Le Conseil écarte le grief tiré de la méconnaissance du droit au respect de la vie privée. Dans la mesure où cette interdiction ne peut concerner qu’un lieu dans lequel se déroule l’évènement d’ampleur précité, elle ne peut, par nature concerner le domicile de l’intéressé.

II. Allongement de la durée maximale des mesures individuelles de contrôle administratif et de surveillance

A. Motif de la saisine

L’article dénoncé modifie les articles L. 228-2, L. 228-4 (N° Lexbase : L7559LPN) et L. 228-5 (N° Lexbase : L9281LPG) du Code de la sécurité intérieure qui autorisent le ministre de l'Intérieur à ordonner à une personne de se conformer à une ou plusieurs des obligations et interdictions prévues au titre des mesures individuelles de contrôle administratif et de surveillance (interdiction de paraître dans certains lieux, obligation de déclaration de domicile et de signaler des déplacements, interdiction de se trouver en relation avec certaines personnes), lorsque son comportement constitue une menace d’une particulière gravité pour la sécurité et l’ordre publics en lien avec le risque de commission d’un acte de terrorisme. L’article 4 dénoncé permet l'allongement à vingt-quatre mois de la durée maximale de ces différentes mesures individuelles lorsqu'elles sont prononcées à l'encontre de personnes ayant été condamnées à une peine privative de liberté non assortie du sursis pour des faits de terrorisme. Selon les auteurs de la saisine, ces mesures sont des mesures de sûreté dont le contrôle aurait dû revenir au juge judiciaire. En les durcissant, le législateur aurait dû prévoir des garanties suffisantes, faute de quoi il porte atteinte à la liberté d’aller et de venir, au droit au respect de la vie privée et au droit de mener une vie familiale normale.

B. Décision

Dans ses décisions 2017-691 QPC, du 16 février (N° Lexbase : A4593XDH) et 2017-695 QPC, 29 mars 2018 (N° Lexbase : A0553XIC), le Conseil avait jugé que, compte tenu de leur rigueur, les mesures prévues aux articles L. 228-2 et L. 228-5 du Code de la sécurité intérieure ne sauraient excéder une durée totale cumulée de douze mois.

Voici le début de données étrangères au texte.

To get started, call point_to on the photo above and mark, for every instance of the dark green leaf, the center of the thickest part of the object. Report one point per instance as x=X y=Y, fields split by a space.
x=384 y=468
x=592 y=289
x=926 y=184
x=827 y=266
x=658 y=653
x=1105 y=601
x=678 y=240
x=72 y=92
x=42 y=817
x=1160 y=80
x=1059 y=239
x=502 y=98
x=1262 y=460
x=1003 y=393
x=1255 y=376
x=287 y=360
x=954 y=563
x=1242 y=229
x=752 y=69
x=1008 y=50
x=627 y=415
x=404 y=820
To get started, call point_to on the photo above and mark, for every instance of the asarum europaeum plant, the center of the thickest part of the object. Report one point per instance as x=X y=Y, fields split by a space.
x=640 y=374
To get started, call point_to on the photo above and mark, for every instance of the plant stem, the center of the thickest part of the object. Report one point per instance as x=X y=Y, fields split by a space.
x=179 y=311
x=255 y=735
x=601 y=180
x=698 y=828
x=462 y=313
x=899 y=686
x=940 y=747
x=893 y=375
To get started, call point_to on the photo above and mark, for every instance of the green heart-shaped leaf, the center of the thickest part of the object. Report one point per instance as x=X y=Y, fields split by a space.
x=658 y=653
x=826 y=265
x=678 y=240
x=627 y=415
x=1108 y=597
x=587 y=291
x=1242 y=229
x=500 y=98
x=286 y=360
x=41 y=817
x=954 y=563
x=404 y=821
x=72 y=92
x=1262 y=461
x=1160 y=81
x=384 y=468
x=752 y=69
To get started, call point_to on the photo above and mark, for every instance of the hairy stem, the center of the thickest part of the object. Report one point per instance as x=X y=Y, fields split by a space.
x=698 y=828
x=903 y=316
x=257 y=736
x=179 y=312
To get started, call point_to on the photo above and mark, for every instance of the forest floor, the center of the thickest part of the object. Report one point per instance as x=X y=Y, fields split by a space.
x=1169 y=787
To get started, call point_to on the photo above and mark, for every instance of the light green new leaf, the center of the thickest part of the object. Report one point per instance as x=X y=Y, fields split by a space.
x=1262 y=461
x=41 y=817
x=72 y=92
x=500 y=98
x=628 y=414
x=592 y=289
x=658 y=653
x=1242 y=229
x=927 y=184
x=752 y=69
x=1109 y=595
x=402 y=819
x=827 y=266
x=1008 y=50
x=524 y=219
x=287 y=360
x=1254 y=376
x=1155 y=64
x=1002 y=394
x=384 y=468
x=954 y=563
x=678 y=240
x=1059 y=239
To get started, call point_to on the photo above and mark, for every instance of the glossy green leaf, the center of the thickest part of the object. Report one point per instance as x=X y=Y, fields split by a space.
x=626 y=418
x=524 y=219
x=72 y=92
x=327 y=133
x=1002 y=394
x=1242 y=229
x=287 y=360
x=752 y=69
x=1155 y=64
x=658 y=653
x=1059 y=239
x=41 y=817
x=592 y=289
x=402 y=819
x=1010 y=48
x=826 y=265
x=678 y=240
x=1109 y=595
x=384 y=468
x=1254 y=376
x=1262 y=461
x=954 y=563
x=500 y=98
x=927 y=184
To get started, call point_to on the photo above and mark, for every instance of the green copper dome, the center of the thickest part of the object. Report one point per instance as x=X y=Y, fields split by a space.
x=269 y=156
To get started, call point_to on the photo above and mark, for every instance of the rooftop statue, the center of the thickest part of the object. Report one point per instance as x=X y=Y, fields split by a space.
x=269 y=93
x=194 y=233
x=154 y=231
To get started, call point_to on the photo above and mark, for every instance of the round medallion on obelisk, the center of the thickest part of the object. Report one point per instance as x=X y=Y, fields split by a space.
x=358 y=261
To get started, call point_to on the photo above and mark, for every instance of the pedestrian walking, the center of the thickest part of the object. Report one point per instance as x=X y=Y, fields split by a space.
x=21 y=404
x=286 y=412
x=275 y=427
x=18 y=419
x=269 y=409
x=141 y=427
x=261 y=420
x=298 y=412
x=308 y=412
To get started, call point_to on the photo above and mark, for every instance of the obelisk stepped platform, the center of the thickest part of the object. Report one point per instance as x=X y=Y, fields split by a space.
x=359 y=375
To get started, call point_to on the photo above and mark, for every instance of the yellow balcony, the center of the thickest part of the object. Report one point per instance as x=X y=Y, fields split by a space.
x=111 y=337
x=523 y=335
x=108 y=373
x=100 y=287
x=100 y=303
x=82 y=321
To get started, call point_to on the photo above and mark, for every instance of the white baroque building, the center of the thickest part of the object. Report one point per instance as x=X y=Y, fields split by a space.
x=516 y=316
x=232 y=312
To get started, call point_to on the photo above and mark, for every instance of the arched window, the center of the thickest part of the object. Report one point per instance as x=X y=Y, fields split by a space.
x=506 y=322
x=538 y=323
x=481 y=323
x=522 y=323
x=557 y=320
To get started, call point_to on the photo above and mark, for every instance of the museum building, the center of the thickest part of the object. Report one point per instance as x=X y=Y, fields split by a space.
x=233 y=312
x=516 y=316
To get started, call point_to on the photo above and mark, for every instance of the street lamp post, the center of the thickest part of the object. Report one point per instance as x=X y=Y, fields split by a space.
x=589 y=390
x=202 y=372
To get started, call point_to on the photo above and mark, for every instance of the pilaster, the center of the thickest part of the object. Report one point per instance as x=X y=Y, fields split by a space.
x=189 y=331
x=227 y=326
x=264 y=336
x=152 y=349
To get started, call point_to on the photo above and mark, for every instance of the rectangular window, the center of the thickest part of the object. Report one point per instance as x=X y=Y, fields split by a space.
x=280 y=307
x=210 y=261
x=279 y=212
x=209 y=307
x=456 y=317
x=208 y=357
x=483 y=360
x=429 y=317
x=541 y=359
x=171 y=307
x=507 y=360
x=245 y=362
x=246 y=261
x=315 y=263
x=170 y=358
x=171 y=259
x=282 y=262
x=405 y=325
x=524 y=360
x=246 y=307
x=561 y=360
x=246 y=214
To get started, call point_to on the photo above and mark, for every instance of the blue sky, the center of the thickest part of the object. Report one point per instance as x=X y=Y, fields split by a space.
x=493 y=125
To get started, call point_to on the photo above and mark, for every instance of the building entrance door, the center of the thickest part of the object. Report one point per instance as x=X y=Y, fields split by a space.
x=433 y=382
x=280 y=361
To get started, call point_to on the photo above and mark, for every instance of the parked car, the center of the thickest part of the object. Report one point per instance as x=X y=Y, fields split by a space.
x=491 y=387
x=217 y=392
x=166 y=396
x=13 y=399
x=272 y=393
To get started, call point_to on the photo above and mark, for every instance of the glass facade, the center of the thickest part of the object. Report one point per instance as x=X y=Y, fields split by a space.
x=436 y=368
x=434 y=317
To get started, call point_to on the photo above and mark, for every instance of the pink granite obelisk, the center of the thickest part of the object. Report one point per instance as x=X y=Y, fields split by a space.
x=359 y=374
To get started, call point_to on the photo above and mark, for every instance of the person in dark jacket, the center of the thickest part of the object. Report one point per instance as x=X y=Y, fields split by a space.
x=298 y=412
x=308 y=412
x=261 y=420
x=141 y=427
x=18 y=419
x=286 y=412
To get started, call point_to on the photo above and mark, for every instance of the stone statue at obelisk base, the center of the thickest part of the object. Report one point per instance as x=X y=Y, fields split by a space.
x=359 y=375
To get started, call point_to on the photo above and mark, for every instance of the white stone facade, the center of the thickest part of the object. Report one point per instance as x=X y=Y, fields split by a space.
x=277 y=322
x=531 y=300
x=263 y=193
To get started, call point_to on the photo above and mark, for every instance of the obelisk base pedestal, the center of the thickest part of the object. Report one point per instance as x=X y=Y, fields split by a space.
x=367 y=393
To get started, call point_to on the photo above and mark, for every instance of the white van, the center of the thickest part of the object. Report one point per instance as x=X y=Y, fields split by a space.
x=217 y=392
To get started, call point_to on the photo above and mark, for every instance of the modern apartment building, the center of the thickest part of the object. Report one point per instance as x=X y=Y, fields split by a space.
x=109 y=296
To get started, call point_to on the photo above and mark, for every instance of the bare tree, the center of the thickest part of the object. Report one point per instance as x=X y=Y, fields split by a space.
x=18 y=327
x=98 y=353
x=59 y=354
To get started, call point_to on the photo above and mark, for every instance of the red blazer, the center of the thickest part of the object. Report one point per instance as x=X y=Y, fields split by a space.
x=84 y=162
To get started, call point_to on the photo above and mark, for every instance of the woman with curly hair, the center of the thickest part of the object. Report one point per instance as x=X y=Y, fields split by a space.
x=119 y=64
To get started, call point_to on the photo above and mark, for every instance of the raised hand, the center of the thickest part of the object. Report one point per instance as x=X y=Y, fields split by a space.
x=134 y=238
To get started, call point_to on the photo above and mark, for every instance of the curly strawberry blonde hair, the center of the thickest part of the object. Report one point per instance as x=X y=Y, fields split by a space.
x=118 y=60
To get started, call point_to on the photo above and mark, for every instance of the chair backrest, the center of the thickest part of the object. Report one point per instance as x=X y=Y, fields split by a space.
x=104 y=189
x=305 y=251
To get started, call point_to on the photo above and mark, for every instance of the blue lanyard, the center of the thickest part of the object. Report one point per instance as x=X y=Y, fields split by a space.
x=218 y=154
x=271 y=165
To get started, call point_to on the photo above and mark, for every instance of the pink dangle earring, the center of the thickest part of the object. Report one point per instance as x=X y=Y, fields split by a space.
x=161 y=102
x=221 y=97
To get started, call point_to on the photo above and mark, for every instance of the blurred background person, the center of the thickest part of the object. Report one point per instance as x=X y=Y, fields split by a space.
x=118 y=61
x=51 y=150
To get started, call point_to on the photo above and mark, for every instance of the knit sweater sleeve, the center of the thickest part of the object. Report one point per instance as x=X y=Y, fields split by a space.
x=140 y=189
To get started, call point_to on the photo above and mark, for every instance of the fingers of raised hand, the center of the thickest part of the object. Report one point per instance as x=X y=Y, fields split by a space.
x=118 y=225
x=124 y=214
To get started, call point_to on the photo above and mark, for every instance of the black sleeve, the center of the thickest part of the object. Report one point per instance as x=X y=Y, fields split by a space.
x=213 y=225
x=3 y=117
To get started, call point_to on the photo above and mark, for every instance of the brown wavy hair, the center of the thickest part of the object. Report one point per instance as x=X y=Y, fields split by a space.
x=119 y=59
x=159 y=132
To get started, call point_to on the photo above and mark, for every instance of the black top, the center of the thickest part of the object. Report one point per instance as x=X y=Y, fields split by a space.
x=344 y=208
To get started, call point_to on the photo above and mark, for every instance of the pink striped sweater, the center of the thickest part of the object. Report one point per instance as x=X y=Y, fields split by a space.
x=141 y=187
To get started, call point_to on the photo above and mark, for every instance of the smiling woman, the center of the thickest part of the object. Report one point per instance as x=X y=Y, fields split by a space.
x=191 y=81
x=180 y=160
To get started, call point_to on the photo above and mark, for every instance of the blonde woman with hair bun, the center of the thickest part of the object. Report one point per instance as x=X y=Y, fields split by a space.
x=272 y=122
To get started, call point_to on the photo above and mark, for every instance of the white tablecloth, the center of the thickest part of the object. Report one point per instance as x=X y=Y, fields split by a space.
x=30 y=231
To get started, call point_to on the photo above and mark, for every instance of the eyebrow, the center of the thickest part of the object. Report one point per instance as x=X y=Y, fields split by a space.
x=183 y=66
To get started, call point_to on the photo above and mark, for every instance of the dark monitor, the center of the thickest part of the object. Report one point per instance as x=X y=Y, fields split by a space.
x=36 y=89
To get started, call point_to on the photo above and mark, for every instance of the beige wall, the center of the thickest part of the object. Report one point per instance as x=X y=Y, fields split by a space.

Ici encore, et malgré l’encadrement du prononcé de ces mesures, rappelé par le Conseil (raisons sérieuses de penser que le comportement d’une personne constitue une menace d’une particulière gravité en lien avec le risque de commission d’un acte de terrorisme, relation habituelle avec des personnes ou organisations incitant à la commission d’acte de terrorisme, adhésion à une idéologie ou à des thèses incitant à ces actes), les Sages estiment que, compte tenu de la rigueur des mesures prévues aux articles L. 228-2, L. 228-4 et L. 228-5 du Code de la sécurité intérieure, la durée fixée par le législateur dans la loi contrôlée n’assure pas une conciliation équilibrée entre l’objectif constitutionnelle de prévention des atteintes à l’ordre public et la liberté d’aller et venir, le droit au respect de la vie privée et le droit de mener une vie familiale normale. Le Conseil déclare donc inconstitutionnels le c du 1°, le b du 2° et le b du 3° du paragraphe I de l’article 4 de la loi déférée.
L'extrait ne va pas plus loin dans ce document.